Please check my proof for the following result:
I want to prove a result for $D\eta_{\epsilon}$ the gradient of the standard mollifier $\eta$. The function $\eta$ is defined as follows:
Let $\eta_{\epsilon}(x) = \frac{1}{\epsilon^{n}}\eta(\frac{x}{\epsilon})$ where $\eta(x) = Ce^{\frac{1}{|x|^{2}-1}}$ if $|x|<1$ and $0$ if $|x| \geq 1$.
We know that $\eta(x)$ is smooth and bounded with compact support $\text{spt}(\eta_{\epsilon}) \subset B(0,\epsilon) \subset U$ where $U \subset \mathbb{R}^{n}$, obtaining its maximum at 0.
I want to show what $D\eta_{\epsilon}(x)$ is and conclude that $D\eta_{\epsilon} \in L^{\infty}(\mathbb{R}^{n})$. Where $D$ is the gradient vector. To use the chain rule I will let $g_{i}(x_{i}) = \frac{x_{i}}{\epsilon}$ and then by the chain rule we have $\frac{\partial \eta}{\partial x_{i}} = \frac{\partial \eta}{\partial g_{i}}\frac{\partial g_{i}}{\partial x_{i}}$.

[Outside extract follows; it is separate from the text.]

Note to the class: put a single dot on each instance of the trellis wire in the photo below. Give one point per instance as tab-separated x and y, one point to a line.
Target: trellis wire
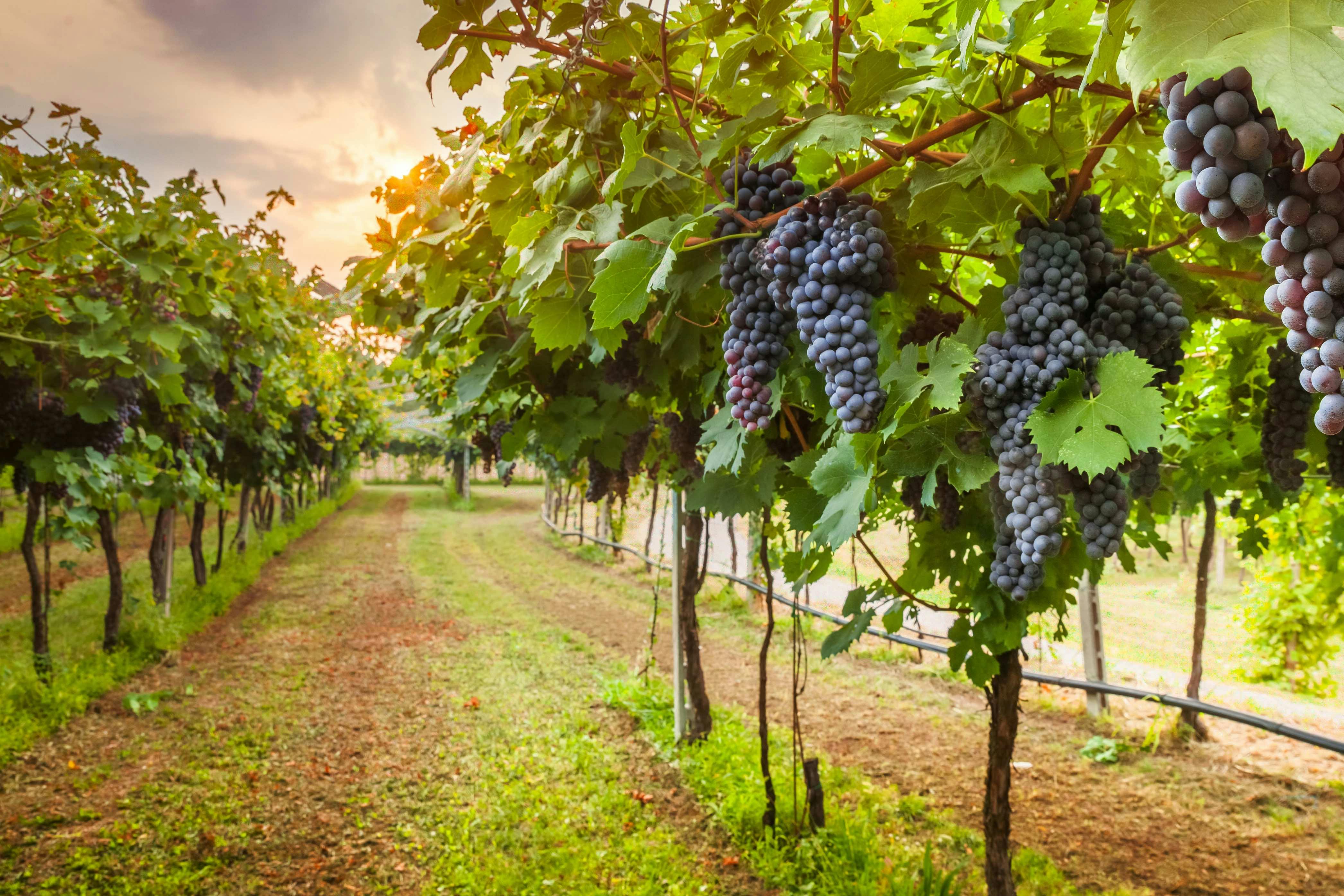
1059	681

$D\eta_{\epsilon}(x) := D(\frac{1}{\epsilon^{n}} \eta(\frac{x}{\epsilon}))$ $= \frac{1}{\epsilon^{n}}D(\eta(\frac{x}{\epsilon}))$ =$\frac{1}{\epsilon^{n}}(\frac{\partial \eta(\frac{x}{\epsilon})}{\partial x_{i}}, ...,\frac{\partial \eta(\frac{x}{\epsilon})}{\partial x_{n}})$ = $\frac{1}{\epsilon^{n}}(\frac{1}{\epsilon}\frac{\partial \eta}{\partial g_{i}}, ...,\frac{1}{\epsilon}\frac{\partial \eta}{\partial g_{n}})$ = $\frac{1}{\epsilon^{n+1}}(\frac{\partial \eta}{\partial g_{i}}, ...,\frac{\partial \eta}{\partial g_{n}})$
Since $\eta$ is bounded with compact support it follows that each $\frac{\partial \eta}{\partial g_{i}}$ will be bounded on compact supports and therefore $|D \eta_{\epsilon}| < \infty$ and $D \eta_{\epsilon} \in L^{\infty}(\mathbb{R}^{n})$.
Is this proof fine? Thanks for assistance.
I don't think you need the computation of $D\eta_\epsilon$. The gradient of any smooth compactly supported function is bounded, being itself a continuous function with compact support. Since $\eta$ is smooth and has compact support, the rescaled function $\eta_\epsilon$ also has those properties. The conclusion follows.